2) In the intervening 8 years, staff have reported to the community at
numerous junctures that the workload associated with POC validation of
indirectly-registered resources is a larger proportion of their time spent
than perhaps the community may want it to be. Or put a different way, ARIN
has repeatedly informed the community that they're spending a whole heck
of a lot of time on it.
3) ARIN continues to run as a 501(c)(6) not-for-profit. And it is
important that all stakeholders continually re-evaluate how we want our
limited resources used.
As a direct result of the above, the draft policy proposal aims to focus
staff on the following types of number resource regisration records:
- direct allocations
- direct assignments
- AS numbers
- reallocations (which are generally designed to be used by ISPs to
reallocate to other ISPs, who then reassign further downstream)
The draft policy accomplishes this by removing POC validation attempts at
a single class of resources:
Historically, reassignments were most often /29s. Often assigned by a DSL
provider or a CableCo or the like, there was a stated pecuniary value in
the upstream listing downstream POCs to cut down on abuse calls/emails.

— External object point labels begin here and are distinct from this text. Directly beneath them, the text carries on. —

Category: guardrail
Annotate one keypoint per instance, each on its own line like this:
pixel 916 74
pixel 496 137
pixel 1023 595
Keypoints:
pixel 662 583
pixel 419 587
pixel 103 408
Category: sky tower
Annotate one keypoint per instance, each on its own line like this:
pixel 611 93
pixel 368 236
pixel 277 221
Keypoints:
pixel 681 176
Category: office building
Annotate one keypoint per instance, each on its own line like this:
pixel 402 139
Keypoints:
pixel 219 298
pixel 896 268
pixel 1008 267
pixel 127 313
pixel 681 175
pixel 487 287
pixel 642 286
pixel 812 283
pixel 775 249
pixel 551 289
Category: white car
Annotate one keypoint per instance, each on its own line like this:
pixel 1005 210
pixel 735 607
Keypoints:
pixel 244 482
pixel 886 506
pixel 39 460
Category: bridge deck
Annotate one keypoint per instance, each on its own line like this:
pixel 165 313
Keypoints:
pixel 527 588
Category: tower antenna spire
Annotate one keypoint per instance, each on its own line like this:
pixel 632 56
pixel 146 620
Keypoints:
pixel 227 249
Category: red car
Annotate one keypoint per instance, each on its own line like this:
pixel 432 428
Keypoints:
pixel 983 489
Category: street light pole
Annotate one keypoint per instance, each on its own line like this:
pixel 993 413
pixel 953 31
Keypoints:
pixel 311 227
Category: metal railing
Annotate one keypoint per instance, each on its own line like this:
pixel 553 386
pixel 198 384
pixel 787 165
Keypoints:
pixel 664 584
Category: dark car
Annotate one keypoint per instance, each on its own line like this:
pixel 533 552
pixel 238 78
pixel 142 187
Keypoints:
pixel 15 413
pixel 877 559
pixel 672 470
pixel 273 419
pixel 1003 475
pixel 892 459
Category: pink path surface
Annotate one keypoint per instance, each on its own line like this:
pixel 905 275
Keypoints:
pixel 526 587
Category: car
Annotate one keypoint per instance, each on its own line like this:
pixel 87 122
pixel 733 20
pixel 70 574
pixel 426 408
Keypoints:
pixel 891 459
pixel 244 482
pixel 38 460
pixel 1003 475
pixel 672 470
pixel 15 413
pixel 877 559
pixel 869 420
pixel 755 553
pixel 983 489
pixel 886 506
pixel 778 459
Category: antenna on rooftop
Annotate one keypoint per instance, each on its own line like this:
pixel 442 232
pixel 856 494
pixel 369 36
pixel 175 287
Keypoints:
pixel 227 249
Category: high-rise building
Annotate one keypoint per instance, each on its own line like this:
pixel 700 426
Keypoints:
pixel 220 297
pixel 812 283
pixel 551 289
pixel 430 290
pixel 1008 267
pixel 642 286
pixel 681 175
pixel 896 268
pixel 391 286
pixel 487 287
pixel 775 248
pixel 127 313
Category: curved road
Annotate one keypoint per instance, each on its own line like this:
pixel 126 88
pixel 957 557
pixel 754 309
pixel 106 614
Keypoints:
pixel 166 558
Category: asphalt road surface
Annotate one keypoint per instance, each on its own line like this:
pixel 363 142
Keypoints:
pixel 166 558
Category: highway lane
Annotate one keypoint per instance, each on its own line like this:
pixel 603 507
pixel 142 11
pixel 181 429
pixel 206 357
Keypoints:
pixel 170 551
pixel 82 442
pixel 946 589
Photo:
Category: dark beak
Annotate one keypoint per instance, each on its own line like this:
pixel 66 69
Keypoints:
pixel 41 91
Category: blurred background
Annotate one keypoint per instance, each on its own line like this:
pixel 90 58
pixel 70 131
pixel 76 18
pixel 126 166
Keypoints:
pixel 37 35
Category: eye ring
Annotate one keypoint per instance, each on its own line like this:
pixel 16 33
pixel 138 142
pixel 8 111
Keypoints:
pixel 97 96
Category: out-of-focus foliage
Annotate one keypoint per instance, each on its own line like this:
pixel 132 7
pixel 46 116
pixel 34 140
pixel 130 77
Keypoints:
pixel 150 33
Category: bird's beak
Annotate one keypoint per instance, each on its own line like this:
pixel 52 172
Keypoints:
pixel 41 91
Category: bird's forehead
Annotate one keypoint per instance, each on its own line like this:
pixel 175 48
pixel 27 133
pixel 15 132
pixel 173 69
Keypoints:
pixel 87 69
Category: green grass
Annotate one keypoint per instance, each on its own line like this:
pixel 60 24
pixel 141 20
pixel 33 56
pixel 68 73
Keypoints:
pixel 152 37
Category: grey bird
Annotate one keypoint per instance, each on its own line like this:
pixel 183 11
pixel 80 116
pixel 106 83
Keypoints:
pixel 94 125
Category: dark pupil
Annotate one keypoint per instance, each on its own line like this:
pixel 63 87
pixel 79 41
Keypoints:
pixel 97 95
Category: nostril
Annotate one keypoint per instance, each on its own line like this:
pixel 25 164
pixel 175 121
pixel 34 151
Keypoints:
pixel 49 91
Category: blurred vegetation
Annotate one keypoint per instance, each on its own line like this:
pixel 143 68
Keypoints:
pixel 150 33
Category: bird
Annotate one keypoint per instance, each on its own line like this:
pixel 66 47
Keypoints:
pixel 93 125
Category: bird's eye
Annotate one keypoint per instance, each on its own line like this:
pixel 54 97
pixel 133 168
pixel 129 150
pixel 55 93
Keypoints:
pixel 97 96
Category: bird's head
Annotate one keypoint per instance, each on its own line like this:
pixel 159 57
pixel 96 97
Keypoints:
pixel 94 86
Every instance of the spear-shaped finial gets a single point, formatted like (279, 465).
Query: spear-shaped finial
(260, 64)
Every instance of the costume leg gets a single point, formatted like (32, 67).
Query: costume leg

(Indeed, many ISPs had a formal policy of only reassigning blocks to
customers after POC information had been obtained, because they felt it
would reduce the volume of work on their abuse desks.)
If the staff spent the same amount of time it does today on working with
direct registrants (and reallocated registrants) on POC validation, as it
does today working on /29 SWIP reassignment POCs who don't know who ARIN
is, I assert the overall value of the data in Whois would be increased for
the internet community. Hence this proposal.